NCLEX-PN
Best NCLEX Next Gen Prep
1. When performing an abdominal assessment, what is the correct order of the tasks?
- A. inspect, percuss, palpate, auscultate
- B. inspect, palpate, percuss, auscultate
- C. inspect, auscultate, percuss, palpate
- D. inspect, palpate, auscultate, percuss
Correct answer: C
Rationale: The correct order of tasks when performing an abdominal assessment is to first inspect the abdomen visually, then auscultate to assess bowel sounds without altering them, followed by percussing to assess the presence of tympany or dullness, and finally palpating to feel for any tenderness, masses, or organ enlargement.

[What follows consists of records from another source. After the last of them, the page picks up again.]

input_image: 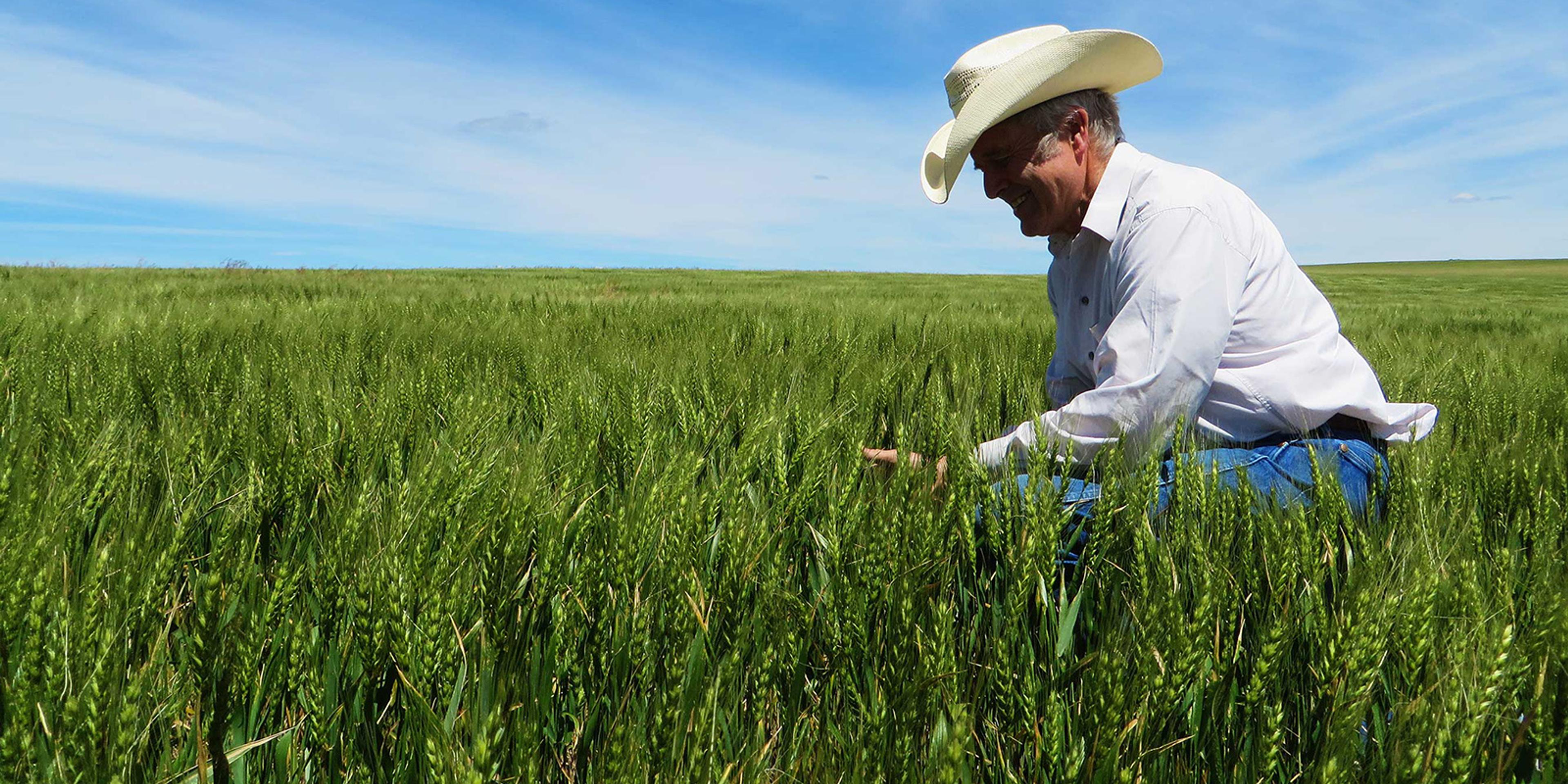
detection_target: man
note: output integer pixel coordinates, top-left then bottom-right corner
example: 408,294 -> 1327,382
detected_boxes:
866,25 -> 1438,517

Placing palpation or percussion before auscultation, as in choices A, B, and D, can affect the bowel sounds and examination findings, making them incorrect sequences.
2. A nurse, assigned to care for a hospitalized child who is 8 years old, assists with planning care, taking into account Erik Erikson's theory of psychosocial development. According to Erikson's theory, which task represents the primary developmental task of this child?

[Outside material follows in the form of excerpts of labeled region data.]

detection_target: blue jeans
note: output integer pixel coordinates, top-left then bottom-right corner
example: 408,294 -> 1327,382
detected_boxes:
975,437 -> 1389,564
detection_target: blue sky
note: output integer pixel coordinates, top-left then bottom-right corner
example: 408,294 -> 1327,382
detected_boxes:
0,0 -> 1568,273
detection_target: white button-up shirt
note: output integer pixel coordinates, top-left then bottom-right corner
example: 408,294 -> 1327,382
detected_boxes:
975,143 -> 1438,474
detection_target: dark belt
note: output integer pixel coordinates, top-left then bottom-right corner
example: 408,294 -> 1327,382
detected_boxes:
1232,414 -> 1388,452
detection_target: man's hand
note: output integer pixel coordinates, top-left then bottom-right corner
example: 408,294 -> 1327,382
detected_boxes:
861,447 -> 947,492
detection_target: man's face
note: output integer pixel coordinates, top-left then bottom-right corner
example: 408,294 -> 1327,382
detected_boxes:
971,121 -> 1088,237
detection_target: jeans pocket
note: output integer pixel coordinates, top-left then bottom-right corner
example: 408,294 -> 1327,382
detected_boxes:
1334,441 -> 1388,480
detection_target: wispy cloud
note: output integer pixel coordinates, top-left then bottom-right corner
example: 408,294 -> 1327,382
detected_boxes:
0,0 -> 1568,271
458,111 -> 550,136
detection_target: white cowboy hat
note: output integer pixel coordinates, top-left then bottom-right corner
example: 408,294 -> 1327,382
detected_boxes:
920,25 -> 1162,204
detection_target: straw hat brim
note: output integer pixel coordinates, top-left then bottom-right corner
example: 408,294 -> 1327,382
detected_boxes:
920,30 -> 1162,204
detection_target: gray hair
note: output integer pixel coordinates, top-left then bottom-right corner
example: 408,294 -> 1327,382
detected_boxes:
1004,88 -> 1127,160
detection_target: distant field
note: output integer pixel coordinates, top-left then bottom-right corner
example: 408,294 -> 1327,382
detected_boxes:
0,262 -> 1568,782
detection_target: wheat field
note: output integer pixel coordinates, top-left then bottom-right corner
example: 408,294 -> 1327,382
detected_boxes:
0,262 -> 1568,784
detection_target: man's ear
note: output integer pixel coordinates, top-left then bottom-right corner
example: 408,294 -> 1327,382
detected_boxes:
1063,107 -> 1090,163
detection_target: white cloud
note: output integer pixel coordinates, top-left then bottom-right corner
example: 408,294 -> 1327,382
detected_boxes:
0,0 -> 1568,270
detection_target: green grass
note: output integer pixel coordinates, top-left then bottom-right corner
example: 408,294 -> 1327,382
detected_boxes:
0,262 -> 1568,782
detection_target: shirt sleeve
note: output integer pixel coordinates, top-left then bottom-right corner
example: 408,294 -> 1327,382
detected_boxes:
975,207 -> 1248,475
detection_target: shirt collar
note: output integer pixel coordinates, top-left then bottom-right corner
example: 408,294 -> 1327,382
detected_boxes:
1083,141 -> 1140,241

- A. Developing a sense of control over self and body functions
- B. Mastering useful skills and tools
- C. Gaining independence from parents
- D. Developing a sense of trust in the world
Correct answer: B
Rationale: According to Erikson's theory of psychosocial development, the primary task for an 8-year-old child aligns with the stage of industry versus inferiority. This stage focuses on mastering useful skills and tools of the culture, emphasizing competence in various areas. Option A, 'Developing a sense of control over self and body functions,' is more characteristic of the toddler stage, emphasizing autonomy and self-regulation. Option C, 'Gaining independence from parents,' is more relevant to the adolescent stage, where identity development and autonomy become crucial. Option D, 'Developing a sense of trust in the world,' pertains to the infant stage, highlighting the importance of forming secure attachments. Therefore, the correct answer is B as it directly corresponds to the developmental tasks associated with an 8-year-old child according to Erikson's theory.
3. In conducting a health screening for 12-month-old children, the nurse expects them to have been immunized against which of the following diseases?
- A. measles, polio, pertussis, hepatitis B
- B. diphtheria, pertussis, polio, tetanus
- C. rubella, polio, pertussis, hepatitis A
- D. measles, mumps, rubella, polio
Correct answer: B
Rationale: By 12 months of age, children should have received vaccines for diphtheria, pertussis, polio, and tetanus (DTaP and IPV). The correct answer is B as it includes these vaccines that are typically administered in the first year of life. Measles, mumps, and rubella (MMR) vaccination usually begins at 12 months of age but is not expected to be completed by this time. Choices A and C are incorrect as they include diseases that are not part of the routine immunization schedule for a 12-month-old child.
4. How often should the intravenous tubing on total parenteral nutrition solutions be changed?
- A. every 24 hours
- B. every 36 hours
- C. every 48 hours
- D. every 72 hours
Correct answer: A
Rationale: The correct answer is to change the intravenous tubing on total parenteral nutrition solutions every 24 hours. This frequency is necessary due to the high risk of bacterial growth associated with TPN solutions. Changing the tubing every 24 hours helps prevent contamination and bloodstream infections. Choices B, C, and D are incorrect because waiting longer intervals increases the risk of introducing harmful bacteria into the patient's system, leading to potentially severe complications.
5. The nurse is caring for a 4-year-old client. What is the most appropriate pain scale for the nurse to use during the assessment?
- A. McGill Pain Scale
- B. FLACC Pain Scale
- C. CRIES Pain Scale
- D. Wong-Baker Pain Scale
Correct answer: D
Rationale: The correct answer is the Wong-Baker Pain Scale. This scale is specifically designed for pediatric clients, including children as young as 3 years old, making it the most appropriate choice for a 4-year-old. It utilizes a simple visual scale with facial expressions that children can easily understand and use to express their pain levels. The FLACC and CRIES Pain Scales are also used for pediatric clients but are more focused on non-verbal cues and specific populations like infants or critically ill children. The McGill Pain Scale, on the other hand, is more complex and uses descriptive words, making it more suitable for adult clients who can better articulate their pain experiences.